"nan" output error

[Oliveira]

Hi mates, I'm having problems with a "nan" output
Look the code below

Code:

#include <stdio.h>
#include <stdlib.h>

float raiz(float n, float *p);

int main()
{
    float n, r = 1, *p;
    p = &r;

    do
    {

        printf("Entre com o número cuja raiz será calculada\n");
        scanf("%f", &n);

        if(n < 0)
            printf("Não há raiz quadrada real para números negativos\n");
    }while(n < 0);

    printf("O valor da raiz quadrada de %.2f é %.2f\n", n, raiz(n, p));

    return 0;
}

float raiz(float n, float *p)
{
    if(abs(*p * *p - n) < 0.001){
	printf("%.2f", *p);
        return (*p);
    }
    else{
        *p = (*p * *p + n)/(2 * *p);
        raiz(n, p);
    }
}

I think I'm not doing well the return of the function "raiz", because the value is well shown inside the function...

Thanks in advance.

[Sebastiani]

I haven't really looked at the algorithm much but one thing I noticed is that you're not returning a value from the recursive call.

[Sebastiani]

One more thing: abs returns an int, so the condition will only be true if it returns 0, obviously.

[Oliveira]

Thank you very much mate.

I've fixed the code and now works fine:

Code:

#include <stdio.h>
#include <stdlib.h>

int raiz(float n, float *p);

int main()
{
    float n, r = 1, *p;
    p = &r;

    do
    {

        printf("Entre com o número cuja raiz será calculada\n");
        scanf("%f", &n);

        if(n < 0)
            printf("Não há raiz quadrada real para números negativos\n");
    }while(n < 0);

	raiz(n, p);

    printf("O valor da raiz quadrada de %.2f é %.2f\n", n, r);

    return 0;
}

int raiz(float n, float *p)
{
    if(abs(*p * *p - n) < 0.001){
        return 0;
    }
    else{
        *p = (*p * *p + n)/(2 * *p);
        raiz(n, p);
    }
}

hey, the problem with the previous code was the abs function?

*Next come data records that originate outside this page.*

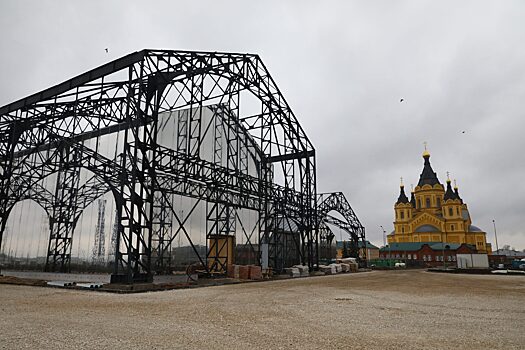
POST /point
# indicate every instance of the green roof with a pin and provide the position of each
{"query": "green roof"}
(405, 246)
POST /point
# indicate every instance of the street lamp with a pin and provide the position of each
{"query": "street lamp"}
(384, 235)
(495, 235)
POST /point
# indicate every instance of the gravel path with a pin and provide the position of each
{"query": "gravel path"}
(375, 310)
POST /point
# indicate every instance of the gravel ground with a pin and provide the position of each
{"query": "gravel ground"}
(374, 310)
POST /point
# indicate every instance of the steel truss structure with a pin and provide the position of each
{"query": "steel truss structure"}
(235, 146)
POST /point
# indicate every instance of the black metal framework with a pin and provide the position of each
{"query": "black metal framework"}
(336, 201)
(236, 147)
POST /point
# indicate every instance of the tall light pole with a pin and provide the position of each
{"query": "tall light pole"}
(495, 234)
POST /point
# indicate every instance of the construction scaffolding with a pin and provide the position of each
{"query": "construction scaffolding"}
(176, 137)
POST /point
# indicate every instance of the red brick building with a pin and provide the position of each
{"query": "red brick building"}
(428, 254)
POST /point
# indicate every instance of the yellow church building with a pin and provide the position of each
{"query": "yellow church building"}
(435, 214)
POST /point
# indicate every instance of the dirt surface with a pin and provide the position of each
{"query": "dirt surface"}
(373, 310)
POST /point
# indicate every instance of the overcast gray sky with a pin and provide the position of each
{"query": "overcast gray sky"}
(343, 67)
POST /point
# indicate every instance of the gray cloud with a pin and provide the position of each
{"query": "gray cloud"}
(343, 66)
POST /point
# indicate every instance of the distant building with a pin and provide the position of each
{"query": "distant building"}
(426, 254)
(434, 215)
(369, 250)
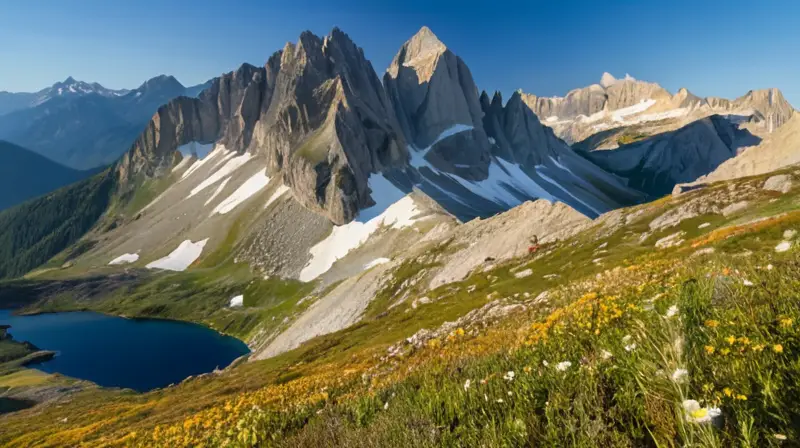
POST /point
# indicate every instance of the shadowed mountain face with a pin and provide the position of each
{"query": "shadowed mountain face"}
(656, 164)
(83, 125)
(25, 175)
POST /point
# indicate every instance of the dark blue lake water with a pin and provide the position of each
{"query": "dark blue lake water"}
(139, 354)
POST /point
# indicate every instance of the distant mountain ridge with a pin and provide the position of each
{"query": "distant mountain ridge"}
(84, 125)
(615, 103)
(10, 102)
(25, 175)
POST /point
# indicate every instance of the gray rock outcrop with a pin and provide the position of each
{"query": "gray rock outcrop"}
(316, 110)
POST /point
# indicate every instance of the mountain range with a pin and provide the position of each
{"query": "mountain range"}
(84, 125)
(317, 121)
(391, 242)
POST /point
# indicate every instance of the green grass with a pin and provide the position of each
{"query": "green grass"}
(344, 389)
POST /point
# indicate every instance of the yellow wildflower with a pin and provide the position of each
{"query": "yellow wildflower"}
(727, 391)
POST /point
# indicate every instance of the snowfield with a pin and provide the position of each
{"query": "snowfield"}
(376, 262)
(124, 259)
(278, 193)
(229, 167)
(350, 236)
(181, 258)
(243, 193)
(218, 190)
(237, 301)
(218, 151)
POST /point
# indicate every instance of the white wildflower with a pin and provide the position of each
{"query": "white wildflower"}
(672, 311)
(697, 414)
(563, 365)
(679, 374)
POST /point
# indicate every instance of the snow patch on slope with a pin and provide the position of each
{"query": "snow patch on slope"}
(124, 259)
(180, 258)
(504, 177)
(218, 151)
(218, 190)
(249, 188)
(278, 193)
(187, 161)
(350, 236)
(229, 167)
(620, 114)
(376, 262)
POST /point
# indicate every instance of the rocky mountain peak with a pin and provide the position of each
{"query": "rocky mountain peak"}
(607, 80)
(420, 53)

Or I did bad the returning?

Thanks.

[BEN10]

NaN(not a number) error generally occurs if the ouput is indeterminate i.e whose value couldn't be determined such as 0/0.

[nonoob]

Probably should use fabs().

Your second post of code looks the same as the first.

[brewbuck]

There is no need to take the absolute value. This is Newton's algorithm. The approximations will converge monotonically to the true value of the square root. So if the initial guess was less than the true root (which will be the case for any input greater than 1, since you start with an initial approximation of 1), then the subsequent approximations will also be less than the true root.

Replace:

Code:

fabs( *p * *p - n )

With:

Code:

n - *p * *p